Derailing Doha and the Pathway to a New Paradigm

How WTO’s collapse clears the way to solve today’s food, fuel, and financial crises

By Victor Menotti, International Forum on Globalization

July 30, 2008

Seeing the Sweep of History

As experts dissect the collapse of the World Trade Organization’s (WTO) Doha round of global trade talks to explain its causes and effects, many are missing how it signals a shift in the sensibilities of people everywhere to end of the era of global free trade and renew government’s rightful role in regulating commerce, especially in the critical areas of fuel, food, and finance.
These three, interrelated crises are the direct result of a failure to govern in the public interest and each now requires rapid responses through global cooperation. Contrary to what some are saying, derailing Doha actually clears the way to solve today’s fuel, food, and financial crises while providing a pathway to a new paradigm of global cooperation rather than competition.

How so? First, failure to expand the WTO’s powers over essential areas of our economy, in fact, preserves the “policy space” needed to shape vigorous responses to today’s most pressing problems without policymakers worrying about violating insidious world trade rules; see more on that below. Second, with Doha “dead in the water,” the world can now concentrate on other options already in play for addressing the rise in food and fuel prices (not to mention temperatures and sea levels), as well as the deepening turmoil in global financial markets.

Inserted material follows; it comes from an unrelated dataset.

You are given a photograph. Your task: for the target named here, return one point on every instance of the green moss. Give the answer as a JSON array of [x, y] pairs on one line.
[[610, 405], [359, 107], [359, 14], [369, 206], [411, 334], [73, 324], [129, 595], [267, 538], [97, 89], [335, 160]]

While the WTO’s so-called Doha Development Agenda (DDA) was supposed to prioritize the needs of poor countries, its proposals would have expanded an energy-intensive and export-oriented development model, undercut millions of peasant farmers with cheaper imports, intensified industrial agriculture in the Amazon, increased trade in environmentally sensitive goods, and reduced the rights of governments to protect public services, consumer safety, community development, and ecological limits. True, action on developing country demands will be delayed but even more disappointing is the fact that most of their priorities went all but ignored by the interests of global corporations’ push to access more resources and new markets.

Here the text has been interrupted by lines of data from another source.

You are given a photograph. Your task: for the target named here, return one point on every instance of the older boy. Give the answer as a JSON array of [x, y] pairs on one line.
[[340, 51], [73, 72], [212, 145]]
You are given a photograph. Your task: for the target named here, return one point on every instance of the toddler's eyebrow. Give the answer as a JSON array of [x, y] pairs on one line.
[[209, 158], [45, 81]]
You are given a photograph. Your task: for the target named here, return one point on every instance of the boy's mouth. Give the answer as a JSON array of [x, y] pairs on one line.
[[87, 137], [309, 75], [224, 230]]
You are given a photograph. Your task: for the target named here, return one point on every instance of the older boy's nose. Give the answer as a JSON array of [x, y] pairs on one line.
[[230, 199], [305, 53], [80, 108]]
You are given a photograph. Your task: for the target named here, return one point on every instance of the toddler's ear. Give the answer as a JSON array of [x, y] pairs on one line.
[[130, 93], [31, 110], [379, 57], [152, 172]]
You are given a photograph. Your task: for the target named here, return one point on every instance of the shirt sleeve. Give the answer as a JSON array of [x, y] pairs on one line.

Victory led by Peasants, Farmers, Small Businesses in the Global South

Governments who were captured by corporate interests wrote the rules of the WTO in 1994. Since then, peoples’ movements in key countries have been slowly “taking back” their governments and putting forth new positions on trade. Doha’s derailment is the direct result of governments unable to agree because they were held accountable to concerned citizens’ back in their national capitols, especially in developing countries demanding protections for peasant farmers, domestic employment and production, public health, education, water, and energy. In the end, global corporate greed was restrained by peasants in India, China, and Indonesia, by workers’ unions and small businesses in South Africa, Argentina, and the Philippines, plus by many, many other efforts worldwide.

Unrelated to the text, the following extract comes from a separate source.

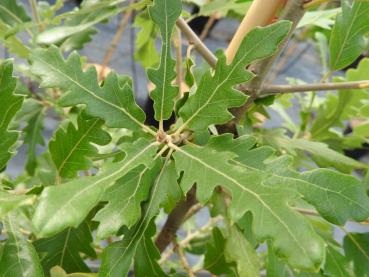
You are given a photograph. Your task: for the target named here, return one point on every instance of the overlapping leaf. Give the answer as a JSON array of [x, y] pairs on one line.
[[124, 201], [216, 93], [164, 13], [71, 148], [356, 247], [273, 219], [33, 137], [240, 251], [10, 201], [118, 257], [338, 197], [64, 249], [11, 103], [73, 200], [347, 39], [18, 257], [113, 102], [12, 13]]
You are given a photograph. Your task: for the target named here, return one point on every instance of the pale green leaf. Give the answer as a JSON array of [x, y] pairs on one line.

Derailing Doha is a victory for peoples’ movements everywhere and needs to be celebrated in the context of global civil society’s rewriting the rules of globalization. Since before the 1999 “battle in Seattle,” global civil society has organized successful opposition to expanding WTO’s powers. And although many groups may now be ready to declare the death of Doha, peoples’ organizations are already rising to the challenge of replacing WTO with a new set of trade rules while exploring, through more sensible government leaders, other international instruments to address today’s top crises. For example, increasing numbers of groups recognize the opportunity to set global rules for energizing our economies via the United Nation’s climate talks. Doha can not be buried until other institutional options appear viable, so the ball is in civil society’s court to propose a new agenda with specific mechanisms around which all can unite.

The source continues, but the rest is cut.